Passenger yields for regional routes may drop 10% next year, analysts quoted China Eastern management as saying on an earnings conference call this week. China Eastern did not immediately respond to a request for comment.

Months-long pro-democracy protests in Hong Kong have shown no signs of abating and China stopped issuing individual travel permits for Taiwan in August as tensions grew with the self-ruled island it regards as a wayward province.

The airlines were, however, able to offset that pain and third-quarter profits climbed from a year earlier, helped in part by the abolishment of a civil aviation airport development fee, analysts said.

Net profit attributable to shareholders jumped 17.2% for China Southern to 2.4 billion yuan ($340 million), while China Eastern also made 2.4 billion yuan, up 9.8%. Air China saw a 4.4% rise to 3.6 billion yuan.

Separately, analysts quoted China Eastern and China Southern executives as saying they were extending aircraft leases for Airbus planes amid the global grounding of the Boeing 737 MAX following two fatal crashes that killed 346 people.

The extensions are until next year or the year after, said Luya You, transportation analyst at BOCOM International.

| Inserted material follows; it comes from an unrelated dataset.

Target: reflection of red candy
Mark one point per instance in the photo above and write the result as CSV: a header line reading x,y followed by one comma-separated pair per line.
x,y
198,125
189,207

The airlines did not immediately respond to requests for comment.

Boeing has said it hopes to have approval from the U.S. Federal Aviation Administration by the end of the year for the 737 MAX to return to service.

China was the first country to ground the plane and You said she believed it could take "another two to three months, about a quarter" after U.S. authorities grant approval before China's aviation regulator does so as well.